Die Männer fassten bedingte Haftstrafen sowie Geldstrafen aus. Eine Beschuldigte wurde freigesprochen.

Die GAK-Fans waren am 4. November gerade mit einem Bus am Heimweg vom Besuch eines Auswärtsspiels in Bad Radkersburg. Sie kamen dabei an der Grazer Merkur-Arena vorbei. Die "Roten" sahen mehrere "Schwarze", stoppten den Bus und sprangen hinaus, um die Anhänger des Bundesligisten zu treten und zu schlagen. Danach flüchteten sie wieder in den Bus und machten sich davon.
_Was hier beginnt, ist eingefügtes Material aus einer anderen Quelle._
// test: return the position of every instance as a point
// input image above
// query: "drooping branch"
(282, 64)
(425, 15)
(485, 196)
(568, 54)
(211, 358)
Nach mehreren Verhandlungstagen sind elf der zwölf Beschuldigten im Alter von 22 bis 41 Jahren am Montag - nicht rechtskräftig - verurteilt worden: Sie müssen Geldstrafen zahlen und fassten bedingt nachgesehene Freiheitsstrafen von fünf bis 16 Monaten aus.

Außerdem wurde für die Dauer einer Probezeit von drei Jahren ein Stadionverbot ausgesprochen und sie müssen jeweils Anti-Gewalt-Trainings absolvieren.

Wie der GAK am Montagabend mitteilte, waren unter den elf verurteilten Fußballfans in Graz auch zwei Anhänger des SK Sturm. Die Staatsanwaltschaft Graz bestätigt das auf Nachfrage der APA. Sie hatten nach der Attacke der "Roten" ebenfalls Schläge ausgeteilt und zwar mehr als für eine Notwehr nötig gewesen wären.